It's shocking to see how much your prospective changes on what's important when your focus turns to cherishing every moment.
I spent the night at Hospice sleeping in my dad's room. I rested and listened.
Dad slept well, I didn't hear the uncomfortable sounds of the hospital - instead I heard the relief that a place more like home brings.
I also heard the ones next door.
They appear to be of a different nationality and religion. This isn't based on a stereo-typing analysis from me, but things I've actually heard them say and things I've actually seen them do.
There are only 2 families here right now, and we're right beside one another.
Quite the contrast side by side. Opposites. I can't image what it must be like serving a non-existent God like this family appears to do at Hospice.
This family is not quiet about their presence. At one point a small boy threw open dad's door, not what you're going for when you check into Hospice. Also late in the night, there appeared to be a big disagreement right outside our door - a sharp contrast to what you usually find at here.
As I thought about all the ways we're different then they are, I also remembered the sacrifice of a Savior that was required to make us different then the lost.
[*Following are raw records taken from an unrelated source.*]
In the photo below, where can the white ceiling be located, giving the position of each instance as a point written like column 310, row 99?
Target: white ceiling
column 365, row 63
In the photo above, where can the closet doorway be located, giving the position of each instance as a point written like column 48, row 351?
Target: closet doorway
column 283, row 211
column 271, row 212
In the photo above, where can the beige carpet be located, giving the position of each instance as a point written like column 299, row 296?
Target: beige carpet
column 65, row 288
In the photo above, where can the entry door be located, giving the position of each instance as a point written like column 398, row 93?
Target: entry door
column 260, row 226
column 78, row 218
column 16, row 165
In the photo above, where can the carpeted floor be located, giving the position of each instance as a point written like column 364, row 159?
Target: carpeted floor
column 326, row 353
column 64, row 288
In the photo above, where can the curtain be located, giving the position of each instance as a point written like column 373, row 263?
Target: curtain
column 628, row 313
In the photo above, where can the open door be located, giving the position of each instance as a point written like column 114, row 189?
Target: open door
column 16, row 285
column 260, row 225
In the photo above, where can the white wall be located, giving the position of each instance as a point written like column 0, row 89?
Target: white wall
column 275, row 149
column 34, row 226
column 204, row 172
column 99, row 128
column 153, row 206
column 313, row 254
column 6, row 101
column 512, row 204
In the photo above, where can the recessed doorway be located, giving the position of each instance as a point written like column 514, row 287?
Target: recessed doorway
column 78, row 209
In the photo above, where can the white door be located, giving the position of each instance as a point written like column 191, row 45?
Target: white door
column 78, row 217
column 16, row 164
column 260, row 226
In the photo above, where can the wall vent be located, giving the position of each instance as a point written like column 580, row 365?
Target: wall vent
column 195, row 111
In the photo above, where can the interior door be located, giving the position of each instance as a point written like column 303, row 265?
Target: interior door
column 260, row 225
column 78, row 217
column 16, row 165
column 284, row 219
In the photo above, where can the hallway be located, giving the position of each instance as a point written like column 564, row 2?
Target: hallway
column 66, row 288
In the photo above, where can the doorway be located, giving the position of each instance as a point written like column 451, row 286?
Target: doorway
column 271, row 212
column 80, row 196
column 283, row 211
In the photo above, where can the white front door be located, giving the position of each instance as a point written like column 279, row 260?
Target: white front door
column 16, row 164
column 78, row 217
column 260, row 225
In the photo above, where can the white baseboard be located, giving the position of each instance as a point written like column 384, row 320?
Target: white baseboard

Before the Savior, we were exactly like them regardless of our clothes.
It also made me think about the families I live beside at home, I don't know them.
They're just far enough away from our house that we never cross paths, and rarely see one another outside to speak.
I think it's time to be working on some kind of plan to be more intentional about their eternity.
I realize now that an error my church made when I was growing up was to use things to manipulate us or scare us into making decisions. And one thing I remember them saying was, "some day at the great judgement seat of eternity, the people you didn't witness to will look at you and say, "Why didn't you tell me about Jesus?"....
Regardless of if that's true or not, a Savior came to die to bring salvation and out of both a deep compassion for their souls and obedience to why we are here on earth, may we be intentional about the ones next door.